榎本博明氏の主張は、私の考えに近いことが多い。
したがって、榎本氏の著書は私自身の考えを補強するために読むことが多く、本書もその趣旨で読んだ。
2000年にノーベル賞を受賞したジェームズ・ヘックマンは就学前教育で大事なのは非認知能力であることを明らかにした。
非認知能力とは、
・我慢する力
・動機付ける力
・展望を持つ力
・自分を信じる力
・他者を理解する力
・衝動をコントロールする力
などのことであり、それらは「忍耐力」や「克己心」といった日本の教育で重視されてきたものであると指摘する。
さらに、本書で特筆すべきは、
①アクティブラーニングの否定
②キャリア教育の否定
の2点である。
①アクティブラーニングの否定
勉強の本質は孤独の中で思考するところにあり、わきあいあいと仲間と語り合うところにあるのではない。もちろん、友人との価値的な対話が学習意欲につながったり、コミュニケーション能力の向上につながることはあるだろう。

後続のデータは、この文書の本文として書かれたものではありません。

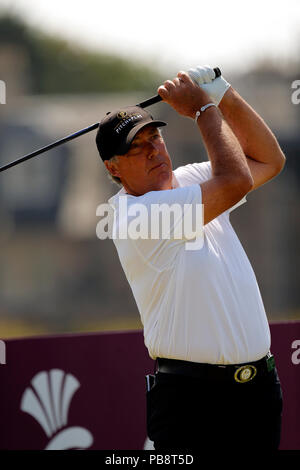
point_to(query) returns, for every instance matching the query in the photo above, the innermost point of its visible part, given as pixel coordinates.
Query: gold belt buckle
(245, 373)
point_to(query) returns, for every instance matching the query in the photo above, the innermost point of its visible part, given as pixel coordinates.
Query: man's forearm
(255, 137)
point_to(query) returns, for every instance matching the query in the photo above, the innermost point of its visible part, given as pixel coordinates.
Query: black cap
(118, 129)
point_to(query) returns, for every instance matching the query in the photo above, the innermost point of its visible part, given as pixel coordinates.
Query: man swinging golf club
(216, 384)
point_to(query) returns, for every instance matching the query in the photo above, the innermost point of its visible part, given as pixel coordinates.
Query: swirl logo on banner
(48, 400)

しかし、勉強をしていなければ、友人との価値的な対話そのものが成り立たない。一方的に話を聞くだけなら、授業を受けるのと同じでありもはやアクティブラーニングではない。
さらに、アクティブかどうか、つまり学習意欲がアクティブかどうかは、精神的な問題であり、友人と語らうかどうかという行動とは無関係である。

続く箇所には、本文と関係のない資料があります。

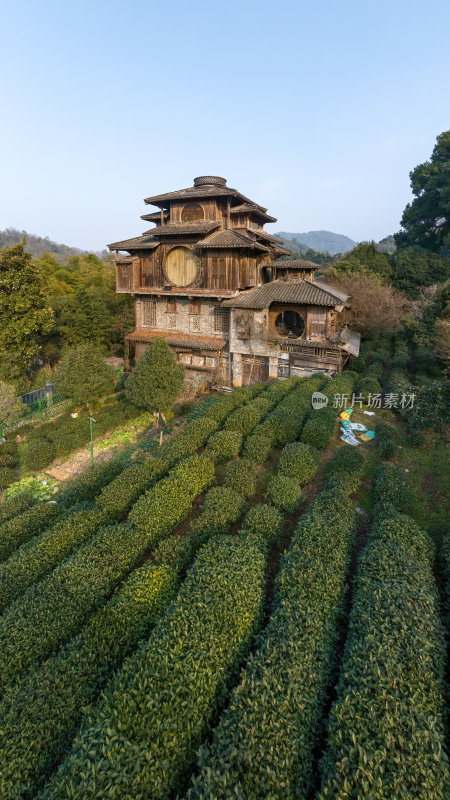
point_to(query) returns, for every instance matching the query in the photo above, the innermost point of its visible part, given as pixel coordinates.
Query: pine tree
(157, 380)
(24, 315)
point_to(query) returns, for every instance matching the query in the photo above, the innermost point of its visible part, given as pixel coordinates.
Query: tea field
(254, 610)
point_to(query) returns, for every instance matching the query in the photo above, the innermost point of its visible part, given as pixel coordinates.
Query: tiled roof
(230, 238)
(144, 242)
(205, 186)
(155, 217)
(293, 263)
(250, 207)
(184, 228)
(299, 291)
(179, 339)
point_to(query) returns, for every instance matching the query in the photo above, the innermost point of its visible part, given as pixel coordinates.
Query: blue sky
(316, 110)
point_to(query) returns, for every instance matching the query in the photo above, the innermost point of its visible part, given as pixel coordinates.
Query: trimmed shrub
(358, 364)
(284, 493)
(222, 507)
(167, 694)
(264, 742)
(88, 485)
(386, 439)
(298, 461)
(170, 500)
(119, 495)
(391, 693)
(375, 370)
(319, 427)
(241, 475)
(41, 712)
(257, 448)
(224, 445)
(39, 453)
(390, 487)
(31, 562)
(15, 506)
(368, 385)
(7, 477)
(381, 355)
(52, 611)
(345, 470)
(25, 526)
(262, 526)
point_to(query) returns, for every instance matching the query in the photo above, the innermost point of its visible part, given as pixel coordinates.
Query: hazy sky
(317, 110)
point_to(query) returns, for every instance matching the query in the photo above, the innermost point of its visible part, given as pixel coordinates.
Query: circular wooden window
(192, 211)
(181, 266)
(289, 323)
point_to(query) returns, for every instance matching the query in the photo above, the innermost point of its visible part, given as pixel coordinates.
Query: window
(221, 320)
(148, 313)
(191, 212)
(181, 266)
(289, 323)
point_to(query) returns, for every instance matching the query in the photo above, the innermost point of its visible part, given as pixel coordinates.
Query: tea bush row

教師・講師の一方的な講義であっても精神がアクティブであれば、つまり学習意欲が高ければ、それがアクティブラーニングである。
②キャリア教育の否定
激動の時代に中学生が職業体験をすることに、どれほどの意味があるのか、どれほどの価値があるのか不明である。
キャリア心理学では、
・クランボルツの「計画された偶発性理論」
・ジェラットの「積極的不確実性理論」
・ブライトとプライヤーの「キャリアのカオス理論」
など、不確実性を折り込む必要性が強調されている。
さらに、「好きなことを仕事にしよう」というアプローチを榎本は否定する。好きなことが明確で、その道で生きていくと決められる若者はそれでいい。
しかし、好きなことが分からない若者も少なくない。否、「好きなことがあっても、それが仕事にならない」のが普通だから、「仕事になるような好きなこと」は容易に見つからないものなのだ。
立川志の輔は大学では落語研究会に入っていたが、広告代理店に就職する。しかし、落語への思い止みがたく、30歳のときに立川談志に弟子入りする。
「好きなこと」とはどうしても抑え切れない衝動であり、探して見つかるような代物ではない。
目の前の仕事を一生懸命やって、それが好きになれたらそれで良いのだ。目の前の仕事を一生懸命やっても、他に好きなことが出てきたら、そちらに行ったって構わない。
「好きなことを仕事にすれば苦労少なく人生を送れる」という発想では、好きなことを仕事にすることも、仕事を好きになることも難しいのではないか。
なぜなら、苦労を乗り越える充実が真の「楽しさ」だから。人生の充実とは「成長」のことだから。
人生の幸福は「成長率で決まる」から。